Defendant waived indictment and agreed to be prosecuted pursuant to a superior court information charging him with criminal possession of a weapon in the third degree. The charge stemmed from an incident wherein defendant was "jumped" by a group of individuals who stole his bicycle and backpack. Defendant admittedly refused to cooperate with law enforcement officials who responded to the scene and, after initially going home, defendant returned to the scene to attempt to retrieve some of his property; upon doing so, defendant stabbed one of his

assailants with a knife. After being apprised of the rights that he would be forfeiting by accepting the People's plea offer, defendant pleaded guilty to criminal possession of a weapon in the third degree — in full satisfaction of the superior court information, two pending misdemeanor charges and any other potential charges arising from this incident — in exchange for the contemplated prison sentence of 3 to 6 years. County Court thereafter sentenced defendant as a second felony offender to the agreed-upon prison term, prompting this appeal.

We affirm. Defendant's challenges to the factual sufficiency and the voluntariness of his plea — the latter of which is premised upon County Court's failure to inquire as to a potential intoxication or justification defense — are unpreserved for our review as the record does not indicate that defendant made an appropriate postallocution motion (see People v Leflore, 154 [*2]AD3d 1164, 1165 [2017]; People v Woods, 147 AD3d 1156, 1156-1157 [2017], lv denied 29 NY3d 1089 [2017]; People v Hankerson, 147 AD3d 1153, 1153 [2017], lv denied 29 NY3d 998 [2017]; People v Shipps, 136 AD3d 1113, 1113 [2016]).
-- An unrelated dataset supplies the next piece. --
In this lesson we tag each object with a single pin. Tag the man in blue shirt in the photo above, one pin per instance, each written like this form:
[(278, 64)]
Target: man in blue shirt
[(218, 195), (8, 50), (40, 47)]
Contrary to defendant's assertion, he did not make any statements during the course of the plea colloquy that were inconsistent with his guilt or otherwise called into question the voluntariness of his plea; hence, the narrow exception to the preservation requirement was not triggered (see People v Fay, 154 AD3d 1178, 1181 [2017]; People v Millard, 147 AD3d 1155, 1156 [2017], lv denied 29 NY3d 999 [2017]). Notably, nothing on the face of the plea colloquy suggested that a viable defense to the charged crime might be implicated (see People v Wright, 154 AD3d 1015, 1016 [2017], lv denied 30 NY3d 1065 [2017]; People v Hopper, 153 AD3d 1045, 1046-1047 [2017], lv denied 30 NY3d 1061 [2017]). Defendant's claim that he was intoxicated at the time of the incident and could not recall what had transpired was articulated for the first time during his presentence interview with the Probation Department, and County Court was under no obligation to conduct any further inquiry in response to this belated, postplea assertion (see People v Hopper, 153 AD3d at 1047; People v Brimmage, 143 AD3d 624, 625 [2016], lv denied 28 NY3d 1143 [2017]; People v Pastor, 136 AD3d 493, 493 [2016], affd 28 NY3d 1089 [2016]; People v Terrell, 134 AD3d 651, 652 [2015], lv denied 27 NY3d 1075 [2016]; People v Bryan, 129 AD3d 524, 524 [2015], lv denied 26 NY3d 965 [2015]). In any event, defendant's argument on this point is belied by his detailed plea allocution, wherein he recited the specific events leading up to and culminating in the underlying crime. We find no extraordinary circumstances or abuse of discretion that would warrant a modification of the sentence in the interest of justice (see People v Barnes, 150 AD3d 1338, 1339 [2017]; People v Leone, 105 AD3d 1249, 1250 [2013], lv denied 21 NY3d 1017 [2013]).

Lynch, Devine, Clark and Rumsey, JJ., concur.

ORDERED that the judgment is affirmed.